Acculturation, economic instability, and discrimination continue to be significant post-migratory stressors on the mental health and alcohol misuse of refugees. Providing culturally-sensitive, immediate, and ongoing mental health services not only alleviates psychological distress and addiction related symptoms for these individuals, it also benefits the host country socially and economically. However, limited funds and access to care hinder their needs from being sufficiently met. Therefore, NGOs should not serve as the principal resource for addressing refugee trauma.
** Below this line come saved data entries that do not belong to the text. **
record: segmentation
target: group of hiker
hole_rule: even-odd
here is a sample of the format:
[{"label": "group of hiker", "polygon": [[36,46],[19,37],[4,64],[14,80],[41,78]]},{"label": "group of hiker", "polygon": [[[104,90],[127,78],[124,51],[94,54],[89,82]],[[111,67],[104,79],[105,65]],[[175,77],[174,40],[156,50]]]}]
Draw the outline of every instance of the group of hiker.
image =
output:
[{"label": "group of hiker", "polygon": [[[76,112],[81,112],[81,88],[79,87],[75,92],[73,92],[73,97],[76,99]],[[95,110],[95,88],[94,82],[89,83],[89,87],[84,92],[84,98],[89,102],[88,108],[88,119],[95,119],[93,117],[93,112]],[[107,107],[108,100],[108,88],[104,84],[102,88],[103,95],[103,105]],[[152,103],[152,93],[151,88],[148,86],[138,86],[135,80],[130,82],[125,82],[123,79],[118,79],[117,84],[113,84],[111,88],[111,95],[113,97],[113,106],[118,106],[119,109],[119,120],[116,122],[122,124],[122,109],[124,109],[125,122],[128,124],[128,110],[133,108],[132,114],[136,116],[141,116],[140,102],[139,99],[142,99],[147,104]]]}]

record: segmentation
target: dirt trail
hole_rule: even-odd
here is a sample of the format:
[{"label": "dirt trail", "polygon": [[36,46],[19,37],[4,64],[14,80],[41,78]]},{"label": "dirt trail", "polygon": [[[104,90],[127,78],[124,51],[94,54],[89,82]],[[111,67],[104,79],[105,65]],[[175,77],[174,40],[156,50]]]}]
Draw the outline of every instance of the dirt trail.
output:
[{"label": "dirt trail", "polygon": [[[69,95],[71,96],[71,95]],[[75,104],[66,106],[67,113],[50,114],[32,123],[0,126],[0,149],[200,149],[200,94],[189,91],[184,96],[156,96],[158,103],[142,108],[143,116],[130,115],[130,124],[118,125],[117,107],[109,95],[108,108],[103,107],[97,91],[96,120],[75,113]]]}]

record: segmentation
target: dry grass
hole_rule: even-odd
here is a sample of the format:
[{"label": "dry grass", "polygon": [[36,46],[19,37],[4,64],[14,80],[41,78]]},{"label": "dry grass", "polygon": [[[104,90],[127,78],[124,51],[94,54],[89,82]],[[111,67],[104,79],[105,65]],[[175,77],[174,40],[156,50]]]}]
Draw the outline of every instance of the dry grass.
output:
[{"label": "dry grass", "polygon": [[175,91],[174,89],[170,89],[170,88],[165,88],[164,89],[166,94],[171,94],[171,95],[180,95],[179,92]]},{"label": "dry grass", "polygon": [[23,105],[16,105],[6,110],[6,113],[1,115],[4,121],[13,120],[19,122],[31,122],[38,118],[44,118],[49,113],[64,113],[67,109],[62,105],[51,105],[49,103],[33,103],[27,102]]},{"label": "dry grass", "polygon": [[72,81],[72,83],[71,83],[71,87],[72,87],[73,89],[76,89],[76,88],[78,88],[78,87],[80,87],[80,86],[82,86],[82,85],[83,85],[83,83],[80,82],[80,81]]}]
Rich, Western nations must allocate more resources towards refugee services and develop trauma-informed policies and culturally-appropriate psychoeducational treatment plans to help mitigate post-migration stressors and promote positive mental health, social integration, and recovery from substance misuse. It is vital to look at refugees and asylum seekers as an asset rather than a deficit and remember that host countries can often find tremendous value in engaging refugee communities in society.